While living in seclusion near Hamburg he composed some of his finest works, among them six violin duets, which he prefaced with the words: “This work is the fruit of leisure afforded me by misfortune. Some of the pieces were dictated by trouble, others by hope.” At one time he embarked in a mercantile enterprise, in London, his transactions being regulated by the strictest integrity, but, as was inevitable, he soon returned to Paris and his art. After he had abandoned the concert room one of his greatest pleasures was in improvising violin parts to the piano performances of his friend, Madame Montegerault, to the delight of all present. He never had more than seven or eight pupils, but his influence has been widely felt. Many anecdotes are told of his kindness and generosity, and it is an interesting fact that among those who sought his advice and patronage was no less a personage than Rossini.
It must be because genius is little understood that its manifestations have so often been attributed to evil influences. The popular mind could only explain the achievements of the Genoese wizard of the bow, Nicolo Paganini (1784-1840) by the belief that he had sold himself body and soul to the devil who stood ever at his elbow when he played. When, after a taxing concert season, the weary violinist retired to a Swiss monastery for rest and practice amid peaceful surroundings, rumor had it that he was imprisoned for some dark deed. To crown the delusion, his spectre was long supposed to stalk abroad, giving fantastic performances on the violin. It is his apparition Gilbert Parker conjures up in “The Tall Master.”
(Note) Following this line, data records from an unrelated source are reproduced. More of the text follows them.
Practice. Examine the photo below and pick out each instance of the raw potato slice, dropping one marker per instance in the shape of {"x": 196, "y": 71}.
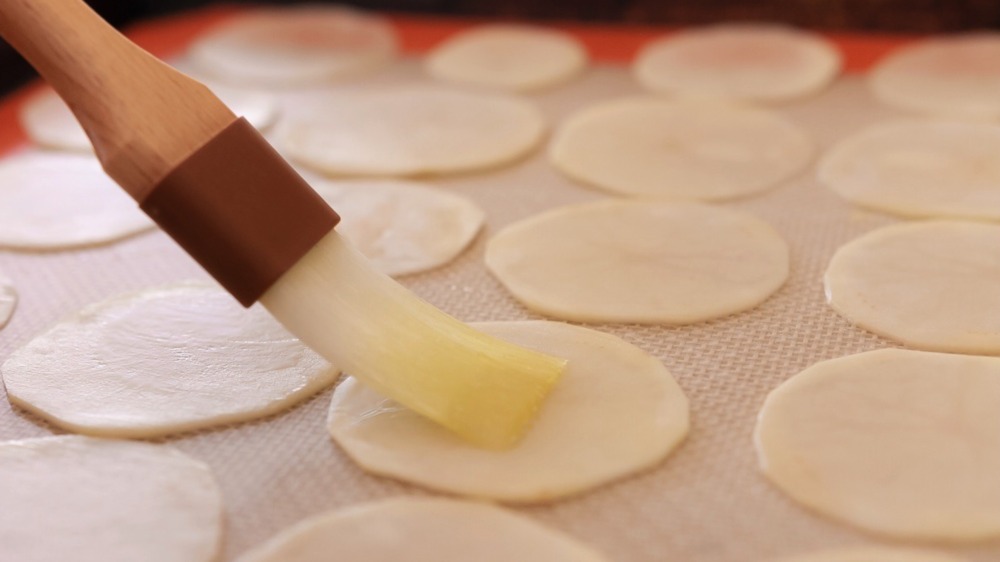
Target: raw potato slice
{"x": 403, "y": 227}
{"x": 163, "y": 360}
{"x": 414, "y": 529}
{"x": 508, "y": 57}
{"x": 658, "y": 148}
{"x": 414, "y": 131}
{"x": 610, "y": 389}
{"x": 956, "y": 76}
{"x": 872, "y": 554}
{"x": 101, "y": 500}
{"x": 281, "y": 47}
{"x": 48, "y": 121}
{"x": 8, "y": 300}
{"x": 644, "y": 262}
{"x": 901, "y": 443}
{"x": 930, "y": 285}
{"x": 919, "y": 169}
{"x": 746, "y": 62}
{"x": 59, "y": 201}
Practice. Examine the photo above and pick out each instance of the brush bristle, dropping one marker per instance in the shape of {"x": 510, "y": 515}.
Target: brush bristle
{"x": 482, "y": 388}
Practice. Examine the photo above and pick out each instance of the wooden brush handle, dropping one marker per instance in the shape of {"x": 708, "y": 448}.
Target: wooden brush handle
{"x": 142, "y": 116}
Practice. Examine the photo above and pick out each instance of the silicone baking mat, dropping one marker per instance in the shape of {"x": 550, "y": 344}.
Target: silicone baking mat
{"x": 706, "y": 503}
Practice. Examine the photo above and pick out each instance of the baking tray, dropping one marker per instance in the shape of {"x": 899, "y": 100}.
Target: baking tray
{"x": 706, "y": 503}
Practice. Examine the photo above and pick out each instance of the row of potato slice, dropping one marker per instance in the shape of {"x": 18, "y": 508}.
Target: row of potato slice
{"x": 701, "y": 64}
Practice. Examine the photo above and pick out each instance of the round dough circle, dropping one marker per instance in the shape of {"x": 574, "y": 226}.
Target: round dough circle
{"x": 610, "y": 388}
{"x": 643, "y": 262}
{"x": 48, "y": 121}
{"x": 8, "y": 300}
{"x": 420, "y": 529}
{"x": 94, "y": 500}
{"x": 901, "y": 443}
{"x": 403, "y": 227}
{"x": 658, "y": 148}
{"x": 289, "y": 46}
{"x": 58, "y": 201}
{"x": 414, "y": 131}
{"x": 767, "y": 63}
{"x": 919, "y": 169}
{"x": 930, "y": 285}
{"x": 508, "y": 57}
{"x": 955, "y": 76}
{"x": 167, "y": 359}
{"x": 872, "y": 554}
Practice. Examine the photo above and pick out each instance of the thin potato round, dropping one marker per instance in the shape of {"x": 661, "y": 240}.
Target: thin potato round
{"x": 897, "y": 442}
{"x": 403, "y": 227}
{"x": 609, "y": 389}
{"x": 919, "y": 169}
{"x": 767, "y": 63}
{"x": 168, "y": 359}
{"x": 695, "y": 151}
{"x": 954, "y": 76}
{"x": 420, "y": 529}
{"x": 281, "y": 47}
{"x": 644, "y": 262}
{"x": 96, "y": 500}
{"x": 414, "y": 131}
{"x": 930, "y": 285}
{"x": 508, "y": 57}
{"x": 59, "y": 201}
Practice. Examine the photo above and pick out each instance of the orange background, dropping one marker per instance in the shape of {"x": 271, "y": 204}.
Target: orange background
{"x": 606, "y": 43}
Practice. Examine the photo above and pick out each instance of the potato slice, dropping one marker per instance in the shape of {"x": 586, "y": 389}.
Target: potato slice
{"x": 610, "y": 389}
{"x": 59, "y": 201}
{"x": 282, "y": 47}
{"x": 96, "y": 500}
{"x": 955, "y": 76}
{"x": 919, "y": 169}
{"x": 413, "y": 131}
{"x": 897, "y": 442}
{"x": 644, "y": 262}
{"x": 436, "y": 530}
{"x": 8, "y": 300}
{"x": 704, "y": 151}
{"x": 768, "y": 63}
{"x": 167, "y": 359}
{"x": 403, "y": 227}
{"x": 930, "y": 285}
{"x": 517, "y": 58}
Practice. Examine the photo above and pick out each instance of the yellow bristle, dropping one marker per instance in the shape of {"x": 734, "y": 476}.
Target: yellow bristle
{"x": 484, "y": 389}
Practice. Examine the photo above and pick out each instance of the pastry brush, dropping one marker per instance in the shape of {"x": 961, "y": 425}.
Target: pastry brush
{"x": 214, "y": 184}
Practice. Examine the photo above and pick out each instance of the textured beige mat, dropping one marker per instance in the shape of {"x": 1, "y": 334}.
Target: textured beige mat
{"x": 706, "y": 503}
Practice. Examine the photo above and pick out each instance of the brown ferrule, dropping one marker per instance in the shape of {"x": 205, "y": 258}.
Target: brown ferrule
{"x": 240, "y": 211}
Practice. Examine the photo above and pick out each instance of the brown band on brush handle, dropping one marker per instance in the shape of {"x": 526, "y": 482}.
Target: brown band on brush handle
{"x": 240, "y": 211}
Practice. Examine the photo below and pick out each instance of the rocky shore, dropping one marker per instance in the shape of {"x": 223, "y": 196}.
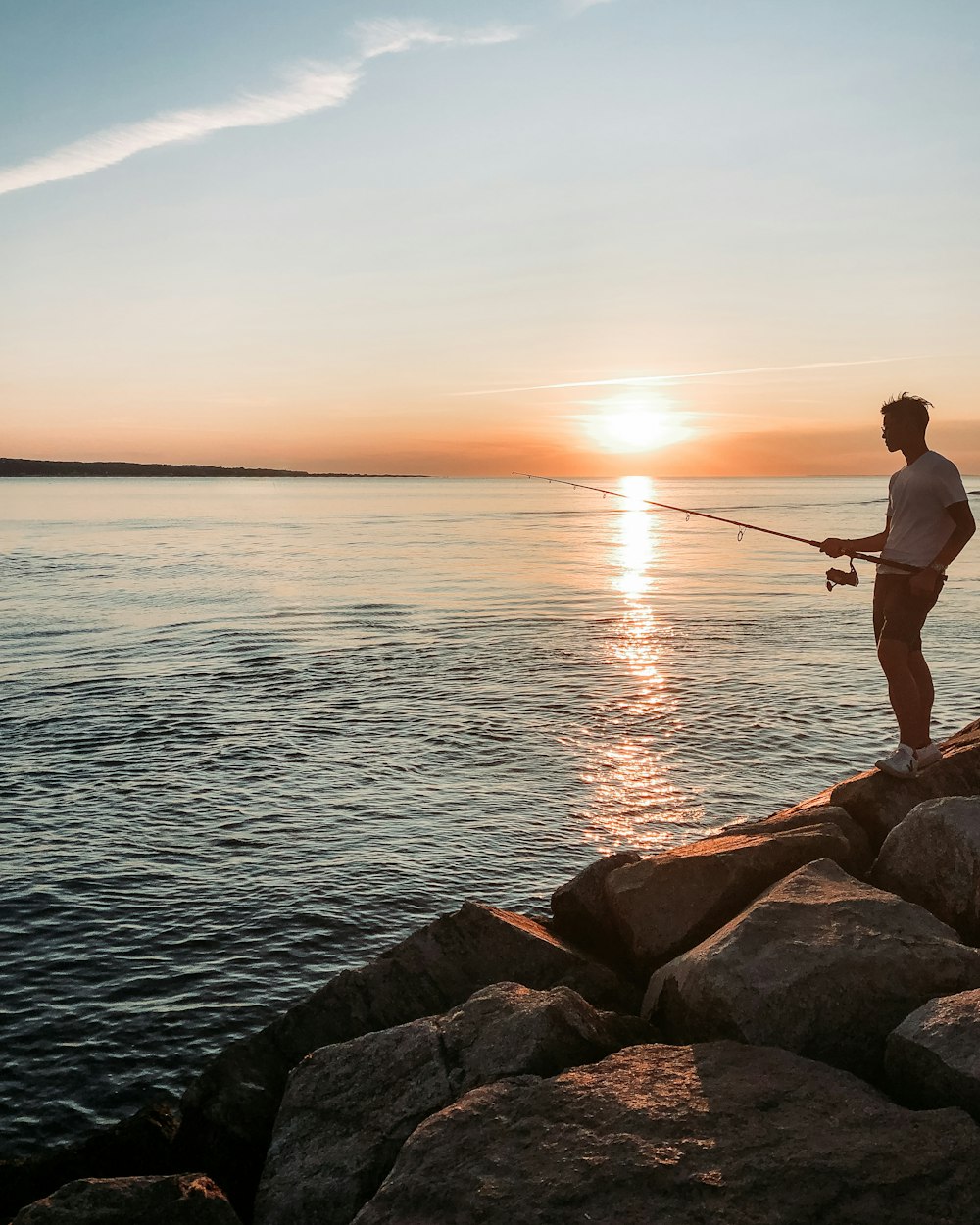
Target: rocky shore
{"x": 779, "y": 1023}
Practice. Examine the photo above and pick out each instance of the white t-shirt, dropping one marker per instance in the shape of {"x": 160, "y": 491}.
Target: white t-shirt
{"x": 917, "y": 496}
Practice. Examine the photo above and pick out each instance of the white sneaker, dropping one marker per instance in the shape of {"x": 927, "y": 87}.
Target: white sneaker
{"x": 927, "y": 756}
{"x": 901, "y": 763}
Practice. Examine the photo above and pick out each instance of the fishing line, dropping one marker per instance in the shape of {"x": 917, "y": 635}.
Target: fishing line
{"x": 834, "y": 577}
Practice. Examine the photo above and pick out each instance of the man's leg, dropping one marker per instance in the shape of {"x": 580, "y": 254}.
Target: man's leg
{"x": 903, "y": 692}
{"x": 922, "y": 677}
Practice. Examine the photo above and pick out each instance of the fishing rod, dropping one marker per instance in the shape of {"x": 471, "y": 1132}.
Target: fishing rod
{"x": 834, "y": 577}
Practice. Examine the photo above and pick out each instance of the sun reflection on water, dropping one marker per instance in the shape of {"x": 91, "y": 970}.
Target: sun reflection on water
{"x": 633, "y": 803}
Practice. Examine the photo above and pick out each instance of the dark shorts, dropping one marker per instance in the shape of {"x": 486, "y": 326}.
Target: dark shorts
{"x": 898, "y": 612}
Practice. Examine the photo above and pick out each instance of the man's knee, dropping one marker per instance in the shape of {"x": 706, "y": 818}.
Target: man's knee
{"x": 893, "y": 655}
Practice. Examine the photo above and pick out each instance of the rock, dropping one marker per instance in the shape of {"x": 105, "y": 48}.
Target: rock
{"x": 229, "y": 1110}
{"x": 803, "y": 816}
{"x": 349, "y": 1107}
{"x": 174, "y": 1200}
{"x": 141, "y": 1145}
{"x": 667, "y": 903}
{"x": 932, "y": 1058}
{"x": 819, "y": 964}
{"x": 877, "y": 803}
{"x": 685, "y": 1135}
{"x": 934, "y": 858}
{"x": 581, "y": 910}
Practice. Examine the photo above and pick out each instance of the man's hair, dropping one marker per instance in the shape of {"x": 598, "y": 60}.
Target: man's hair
{"x": 912, "y": 410}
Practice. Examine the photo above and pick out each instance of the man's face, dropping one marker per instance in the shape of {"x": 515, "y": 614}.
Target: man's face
{"x": 892, "y": 431}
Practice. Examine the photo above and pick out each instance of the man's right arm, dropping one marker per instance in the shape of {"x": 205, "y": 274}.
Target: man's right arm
{"x": 834, "y": 547}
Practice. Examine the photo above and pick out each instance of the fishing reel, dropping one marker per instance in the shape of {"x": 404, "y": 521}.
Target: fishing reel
{"x": 842, "y": 577}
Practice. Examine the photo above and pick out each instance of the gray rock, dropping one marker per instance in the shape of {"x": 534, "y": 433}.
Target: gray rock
{"x": 686, "y": 1136}
{"x": 934, "y": 858}
{"x": 877, "y": 803}
{"x": 581, "y": 910}
{"x": 171, "y": 1200}
{"x": 819, "y": 964}
{"x": 932, "y": 1058}
{"x": 804, "y": 816}
{"x": 667, "y": 903}
{"x": 349, "y": 1107}
{"x": 229, "y": 1110}
{"x": 140, "y": 1145}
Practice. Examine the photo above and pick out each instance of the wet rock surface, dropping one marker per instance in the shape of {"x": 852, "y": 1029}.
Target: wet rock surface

Paganini is described as a man of tall, gaunt figure, melancholy countenance and highly wrought nervous temperament. His successors have all profited by his development of the violin’s resources, the result of combined genius and labor. He was practically a pioneer in the effective use of chords, arpeggio passages, octaves and tenths, double and triple harmonics and succession of harmonics in thirds and in sixths. His long fingers were of invaluable service to him in unusual stretches, and his fondness for pizzicato passages may be traced to his familiarity with the twang of his father’s mandolin. He shone chiefly in his own compositions, which were written in keys best suited to the violin. Students will find all that he knew of his instrument and everything he did in his Le Stregghe (The Witches), the Rondo de la Clochette, and the Carnaval de Venise, which have been handed down precisely as he left them in manuscript.
Signora Calcagno, who at one time dazzled Italy by the boldness and brilliancy of her violin playing, was his pupil when she was seven years old. The only other person who could boast having direct instructions from him was his young fellow townsman, Camillo Ernesto Sivori (1815-1894), who was in his day a great celebrity in European musical centres, and who was familiar to concert-goers in this country, especially in Boston, during the late forties and early fifties. He was thought to produce a small but electric tone, and to play invariably in tune. To him his master willed his Stradivarius violin, besides having given him in life the famous Vuillaume copy of his Guarnerius, a set of manuscript violin studies and a high artistic ideal.